Ingest from the Filesystem

Index markdown files, documentation, and other static content from your project.

Many projects have documentation, help articles, or other content stored as files in the repository. Ingesting this content at build time ensures your search index stays synchronized with your latest content. This guide shows how to build a robust filesystem ingestion pipeline.

The basic pattern

At its core, filesystem ingestion walks a directory tree, reads each file, and calls engine.ingest():

// scripts/ingest-docs.ts
import { createUnragEngine } from "../unrag.config";
import { readFile, readdir } from "fs/promises";
import path from "path";

async function main() {
  const engine = createUnragEngine();
  const docsDir = path.join(process.cwd(), "docs");
  const files = await readdir(docsDir, { recursive: true });

  for (const file of files) {
    if (!file.endsWith(".md")) continue;

    const fullPath = path.join(docsDir, file);
    const content = await readFile(fullPath, "utf8");

    await engine.ingest({
      sourceId: `docs:${file.replace(".md", "")}`,
      content,
    });

    console.log(`Indexed: ${file}`);
  }
}

main().catch(console.error);

This works, but real projects need more: handling multiple file types, extracting metadata, dealing with frontmatter, and tracking progress.

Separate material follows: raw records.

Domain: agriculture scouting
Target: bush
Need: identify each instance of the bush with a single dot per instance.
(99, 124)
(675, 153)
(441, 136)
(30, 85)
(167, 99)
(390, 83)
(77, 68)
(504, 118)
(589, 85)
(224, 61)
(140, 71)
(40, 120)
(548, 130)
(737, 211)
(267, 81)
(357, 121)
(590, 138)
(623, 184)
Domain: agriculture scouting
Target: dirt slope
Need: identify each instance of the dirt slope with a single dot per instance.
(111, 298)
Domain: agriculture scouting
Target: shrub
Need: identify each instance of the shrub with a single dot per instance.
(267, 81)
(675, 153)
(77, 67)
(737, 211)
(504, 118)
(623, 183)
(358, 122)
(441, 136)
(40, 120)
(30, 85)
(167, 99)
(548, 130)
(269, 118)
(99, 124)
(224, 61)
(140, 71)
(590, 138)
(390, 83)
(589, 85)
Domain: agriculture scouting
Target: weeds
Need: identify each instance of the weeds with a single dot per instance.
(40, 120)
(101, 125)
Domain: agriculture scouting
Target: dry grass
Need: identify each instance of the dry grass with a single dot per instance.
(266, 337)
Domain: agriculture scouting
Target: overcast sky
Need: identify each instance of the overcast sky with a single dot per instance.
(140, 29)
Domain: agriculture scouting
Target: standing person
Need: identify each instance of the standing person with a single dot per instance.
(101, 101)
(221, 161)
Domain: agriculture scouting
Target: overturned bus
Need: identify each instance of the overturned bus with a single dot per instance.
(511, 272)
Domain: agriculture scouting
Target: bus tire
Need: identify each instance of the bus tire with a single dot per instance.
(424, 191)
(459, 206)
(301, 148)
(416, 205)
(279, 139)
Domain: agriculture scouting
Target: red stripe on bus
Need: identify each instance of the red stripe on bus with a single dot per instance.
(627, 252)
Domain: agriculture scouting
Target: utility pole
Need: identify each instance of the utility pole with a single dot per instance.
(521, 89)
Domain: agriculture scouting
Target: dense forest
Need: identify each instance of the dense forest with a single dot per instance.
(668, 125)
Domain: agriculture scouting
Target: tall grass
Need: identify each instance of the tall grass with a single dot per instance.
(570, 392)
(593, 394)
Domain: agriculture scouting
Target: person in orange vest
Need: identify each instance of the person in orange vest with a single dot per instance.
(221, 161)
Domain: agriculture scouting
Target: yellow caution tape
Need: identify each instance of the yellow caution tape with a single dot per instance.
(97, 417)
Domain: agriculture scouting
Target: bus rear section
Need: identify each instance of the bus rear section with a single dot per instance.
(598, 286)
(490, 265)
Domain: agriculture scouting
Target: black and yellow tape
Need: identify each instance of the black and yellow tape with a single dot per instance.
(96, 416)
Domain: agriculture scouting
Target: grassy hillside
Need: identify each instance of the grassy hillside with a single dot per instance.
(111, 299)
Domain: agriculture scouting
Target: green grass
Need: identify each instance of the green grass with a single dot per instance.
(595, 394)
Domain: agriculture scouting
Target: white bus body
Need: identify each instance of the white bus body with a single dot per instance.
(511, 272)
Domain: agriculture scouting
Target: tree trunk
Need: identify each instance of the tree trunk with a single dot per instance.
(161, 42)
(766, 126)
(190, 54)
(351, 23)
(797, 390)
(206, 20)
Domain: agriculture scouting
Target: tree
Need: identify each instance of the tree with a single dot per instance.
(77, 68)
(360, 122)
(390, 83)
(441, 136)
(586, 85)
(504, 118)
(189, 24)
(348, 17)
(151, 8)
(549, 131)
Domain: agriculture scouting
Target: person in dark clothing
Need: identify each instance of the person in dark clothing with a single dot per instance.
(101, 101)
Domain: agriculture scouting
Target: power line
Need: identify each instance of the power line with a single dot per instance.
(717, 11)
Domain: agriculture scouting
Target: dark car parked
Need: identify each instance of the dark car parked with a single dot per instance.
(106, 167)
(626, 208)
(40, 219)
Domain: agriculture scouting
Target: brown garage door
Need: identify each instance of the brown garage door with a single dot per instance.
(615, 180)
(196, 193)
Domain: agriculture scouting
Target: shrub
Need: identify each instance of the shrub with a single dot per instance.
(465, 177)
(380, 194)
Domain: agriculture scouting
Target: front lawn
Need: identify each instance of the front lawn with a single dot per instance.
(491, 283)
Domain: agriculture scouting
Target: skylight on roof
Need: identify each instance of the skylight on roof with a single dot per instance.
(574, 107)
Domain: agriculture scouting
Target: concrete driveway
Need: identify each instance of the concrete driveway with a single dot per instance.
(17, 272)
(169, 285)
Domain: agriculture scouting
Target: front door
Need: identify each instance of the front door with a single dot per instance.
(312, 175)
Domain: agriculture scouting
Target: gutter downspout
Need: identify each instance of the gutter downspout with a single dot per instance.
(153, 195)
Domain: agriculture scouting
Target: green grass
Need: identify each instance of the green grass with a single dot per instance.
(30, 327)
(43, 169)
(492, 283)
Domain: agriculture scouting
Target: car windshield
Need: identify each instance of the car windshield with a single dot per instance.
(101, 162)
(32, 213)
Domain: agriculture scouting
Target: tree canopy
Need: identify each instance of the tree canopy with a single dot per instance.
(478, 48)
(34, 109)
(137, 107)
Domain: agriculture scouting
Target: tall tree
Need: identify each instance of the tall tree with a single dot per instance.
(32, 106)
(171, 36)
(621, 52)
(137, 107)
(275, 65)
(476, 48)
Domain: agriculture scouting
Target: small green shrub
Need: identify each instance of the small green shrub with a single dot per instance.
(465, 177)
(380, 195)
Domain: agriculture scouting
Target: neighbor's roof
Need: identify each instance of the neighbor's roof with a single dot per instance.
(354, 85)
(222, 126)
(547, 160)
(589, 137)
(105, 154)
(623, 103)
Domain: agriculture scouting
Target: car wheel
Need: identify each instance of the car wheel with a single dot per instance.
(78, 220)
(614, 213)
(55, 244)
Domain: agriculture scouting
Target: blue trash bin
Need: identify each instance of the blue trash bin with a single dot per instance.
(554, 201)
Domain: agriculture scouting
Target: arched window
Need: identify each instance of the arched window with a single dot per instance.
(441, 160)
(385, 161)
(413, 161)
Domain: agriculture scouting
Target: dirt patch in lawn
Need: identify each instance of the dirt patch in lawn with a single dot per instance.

Walking directories recursively

For nested directory structures, build a proper file walker:

import { readdir } from "fs/promises";
import path from "path";

async function findFiles(
  dir: string,
  extensions: string[] = [".md", ".mdx"]
): Promise<string[]> {
  const entries = await readdir(dir, { withFileTypes: true });
  const files: string[] = [];

  for (const entry of entries) {
    const fullPath = path.join(dir, entry.name);

    if (entry.isDirectory()) {
      // Skip common directories that shouldn't be indexed
      if (["node_modules", ".git", "dist", "build"].includes(entry.name)) {
        continue;
      }
      files.push(...await findFiles(fullPath, extensions));
    } else if (entry.isFile()) {
      const ext = path.extname(entry.name).toLowerCase();
      if (extensions.includes(ext)) {
        files.push(fullPath);
      }
    }
  }

  return files;
}

Now you can index everything in your content directory:

const files = await findFiles("./content");
console.log(`Found ${files.length} files to index`);

Handling frontmatter

Most markdown files have YAML frontmatter with metadata. Extract it and pass it to UnRAG:

import matter from "gray-matter";
import { readFile } from "fs/promises";

async function parseMarkdownFile(filePath: string) {
  const raw = await readFile(filePath, "utf8");
  const { data: frontmatter, content } = matter(raw);

  return {
    content,
    metadata: {
      title: frontmatter.title,
      description: frontmatter.description,
      tags: frontmatter.tags ?? [],
      // Include the file path for reference
      path: filePath,
    },
  };
}

Use this in your ingestion loop:

for (const file of files) {
  const { content, metadata } = await parseMarkdownFile(file);
  const relativePath = path.relative(rootDir, file);

  await engine.ingest({
    sourceId: `docs:${relativePath}`,
    content,
    metadata,
  });
}

The metadata travels through the system and appears in your search results, letting you display titles and tags in your UI.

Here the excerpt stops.